Sólo a quienes no entienden la palabra dignidad, o la entienden de otra manera, puede parecerles extravagante que esta mujer se haya querido despedir de todos y explicar las razones que le indujeron a emprender su último viaje. Días antes de quitarse la vida, que era suya, esta señora de 69 años escribió unas cartas de despedida. Quedó como una señora. Intentó explicar que la decisión entraba en el territorio de su libertad y que la enfermedad degenerativa que sufría, que la condenaba a vivir -mejor dicho, a presenciar- el resto de sus días en una silla de ruedas, en calidad de vegetal carente de jardinero y, sobre todo, sin esperanza, se le hacía intolerable. La esperanza no es lo último que se pierde: ella la había perdido desde hace años.
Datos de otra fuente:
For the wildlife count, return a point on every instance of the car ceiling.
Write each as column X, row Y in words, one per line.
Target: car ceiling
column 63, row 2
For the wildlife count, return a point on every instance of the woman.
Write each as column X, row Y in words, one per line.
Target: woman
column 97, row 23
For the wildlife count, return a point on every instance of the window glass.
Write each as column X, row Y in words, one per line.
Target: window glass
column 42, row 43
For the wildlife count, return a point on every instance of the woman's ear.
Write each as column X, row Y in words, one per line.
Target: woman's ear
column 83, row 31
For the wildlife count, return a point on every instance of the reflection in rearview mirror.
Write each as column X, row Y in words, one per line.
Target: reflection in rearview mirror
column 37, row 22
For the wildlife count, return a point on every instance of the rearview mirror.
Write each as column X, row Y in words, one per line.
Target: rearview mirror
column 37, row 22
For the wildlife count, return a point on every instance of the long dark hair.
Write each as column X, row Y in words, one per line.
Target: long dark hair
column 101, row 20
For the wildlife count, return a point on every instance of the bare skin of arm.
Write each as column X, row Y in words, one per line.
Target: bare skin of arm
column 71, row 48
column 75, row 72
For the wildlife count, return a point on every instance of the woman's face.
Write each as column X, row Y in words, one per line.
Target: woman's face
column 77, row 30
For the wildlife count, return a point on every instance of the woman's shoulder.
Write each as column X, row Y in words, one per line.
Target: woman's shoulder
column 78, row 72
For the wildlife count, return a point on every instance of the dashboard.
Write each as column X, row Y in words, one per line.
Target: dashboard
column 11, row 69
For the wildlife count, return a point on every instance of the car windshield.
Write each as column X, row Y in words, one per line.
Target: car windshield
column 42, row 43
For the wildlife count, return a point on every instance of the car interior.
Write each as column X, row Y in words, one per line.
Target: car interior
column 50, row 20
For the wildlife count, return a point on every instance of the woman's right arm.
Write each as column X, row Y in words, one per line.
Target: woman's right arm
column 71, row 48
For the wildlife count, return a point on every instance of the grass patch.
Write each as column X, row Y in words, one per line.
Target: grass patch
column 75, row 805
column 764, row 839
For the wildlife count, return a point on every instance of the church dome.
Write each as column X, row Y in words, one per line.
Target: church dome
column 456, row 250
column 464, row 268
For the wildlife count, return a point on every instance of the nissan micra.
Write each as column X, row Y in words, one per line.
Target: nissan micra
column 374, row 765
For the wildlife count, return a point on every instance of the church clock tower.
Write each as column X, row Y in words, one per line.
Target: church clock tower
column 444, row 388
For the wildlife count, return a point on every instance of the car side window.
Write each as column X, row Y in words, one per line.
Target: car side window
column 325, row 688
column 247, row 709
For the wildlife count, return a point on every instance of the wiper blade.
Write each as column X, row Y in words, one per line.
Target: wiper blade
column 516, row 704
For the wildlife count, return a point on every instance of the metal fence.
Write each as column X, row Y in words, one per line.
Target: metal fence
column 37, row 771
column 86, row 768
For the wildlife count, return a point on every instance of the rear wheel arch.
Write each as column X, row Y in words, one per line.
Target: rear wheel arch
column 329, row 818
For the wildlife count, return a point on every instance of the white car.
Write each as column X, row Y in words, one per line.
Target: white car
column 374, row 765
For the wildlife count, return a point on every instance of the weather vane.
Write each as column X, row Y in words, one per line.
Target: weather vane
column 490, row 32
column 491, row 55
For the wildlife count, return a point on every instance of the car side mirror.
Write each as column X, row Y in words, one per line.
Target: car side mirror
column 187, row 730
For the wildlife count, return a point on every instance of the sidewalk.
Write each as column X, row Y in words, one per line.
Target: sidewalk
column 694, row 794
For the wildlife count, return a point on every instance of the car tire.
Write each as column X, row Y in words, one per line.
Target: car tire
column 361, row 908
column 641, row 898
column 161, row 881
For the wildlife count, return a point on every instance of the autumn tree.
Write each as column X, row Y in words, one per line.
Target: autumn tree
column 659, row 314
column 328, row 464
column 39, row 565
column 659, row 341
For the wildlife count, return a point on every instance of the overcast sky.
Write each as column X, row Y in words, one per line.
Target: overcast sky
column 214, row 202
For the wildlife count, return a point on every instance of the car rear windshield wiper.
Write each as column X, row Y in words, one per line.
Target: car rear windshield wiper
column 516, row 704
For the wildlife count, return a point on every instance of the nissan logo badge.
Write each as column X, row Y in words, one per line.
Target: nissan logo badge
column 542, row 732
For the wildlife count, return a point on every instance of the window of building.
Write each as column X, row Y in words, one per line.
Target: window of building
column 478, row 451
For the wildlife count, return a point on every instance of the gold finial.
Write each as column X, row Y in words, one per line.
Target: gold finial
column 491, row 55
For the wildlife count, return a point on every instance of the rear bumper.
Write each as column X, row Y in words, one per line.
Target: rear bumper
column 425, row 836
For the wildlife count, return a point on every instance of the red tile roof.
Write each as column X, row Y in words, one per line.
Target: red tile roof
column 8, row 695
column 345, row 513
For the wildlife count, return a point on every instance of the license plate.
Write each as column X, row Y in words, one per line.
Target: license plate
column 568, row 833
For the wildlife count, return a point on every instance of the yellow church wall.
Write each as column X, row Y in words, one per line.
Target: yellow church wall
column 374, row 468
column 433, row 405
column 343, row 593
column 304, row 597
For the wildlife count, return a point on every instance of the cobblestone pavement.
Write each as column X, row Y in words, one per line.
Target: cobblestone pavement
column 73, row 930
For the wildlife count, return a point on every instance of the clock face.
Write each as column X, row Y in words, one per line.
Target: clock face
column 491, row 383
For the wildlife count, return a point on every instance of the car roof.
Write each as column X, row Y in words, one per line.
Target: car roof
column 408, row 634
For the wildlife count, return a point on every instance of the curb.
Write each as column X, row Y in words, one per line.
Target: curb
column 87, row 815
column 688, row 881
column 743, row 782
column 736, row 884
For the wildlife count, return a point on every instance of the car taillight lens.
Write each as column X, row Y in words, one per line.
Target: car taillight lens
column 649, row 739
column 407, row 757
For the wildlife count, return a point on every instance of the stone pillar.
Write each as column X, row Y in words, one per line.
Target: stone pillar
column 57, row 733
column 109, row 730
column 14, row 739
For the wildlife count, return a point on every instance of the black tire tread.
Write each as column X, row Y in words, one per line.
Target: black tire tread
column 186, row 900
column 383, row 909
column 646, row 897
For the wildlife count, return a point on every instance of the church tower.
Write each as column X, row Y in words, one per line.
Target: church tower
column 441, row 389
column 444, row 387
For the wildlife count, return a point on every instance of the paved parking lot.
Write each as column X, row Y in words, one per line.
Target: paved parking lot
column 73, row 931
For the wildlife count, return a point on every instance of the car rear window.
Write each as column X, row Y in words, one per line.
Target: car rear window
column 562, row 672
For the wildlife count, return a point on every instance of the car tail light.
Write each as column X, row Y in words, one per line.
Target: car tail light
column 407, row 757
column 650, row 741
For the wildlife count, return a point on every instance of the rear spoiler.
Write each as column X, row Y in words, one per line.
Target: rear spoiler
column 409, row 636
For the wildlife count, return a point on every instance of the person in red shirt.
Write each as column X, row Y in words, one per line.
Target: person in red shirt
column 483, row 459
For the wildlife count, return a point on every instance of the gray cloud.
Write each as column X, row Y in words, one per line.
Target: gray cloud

Estamos en lo de siempre. ¿Nos asiste el derecho a abandonar el mundo, ante la perspectiva de sufrimientos espantosos y si es nuestro reiterado deseo? Si no nos consultó nadie para nacer, ¿debemos consultar a las autoridades pertinentes para morir? La polémica acerca de la eutanasia, que etimológicamente significa buena muerte, es tan inútil como la controversia entre Zapatero y Rajoy.
Nunca se pondrán de acuerdo los partidarios de facilitar el tránsito, a reiterada petición del interesado, con los que opinan que hay que mantener toda vida, aunque no sea vida. Hay personas tan piadosas que les parece mejor la continuidad del martirio. Siempre las ha habido. Cuando aquel maldito medicamento llamado talidomina hizo nacer ciegos y sin manos a algunos niños, hubo gente tan bienintencionada que deseó que vivieran largos años. Pensó que «así lo ha querido Dios», atribuyéndole al Sumo Hacedor unas refinadas prácticas en la tortura.
«No es un crimen, ni un asesinato», dejó escrito en una de sus cartas esta mujer. Buen viaje, Madeleine.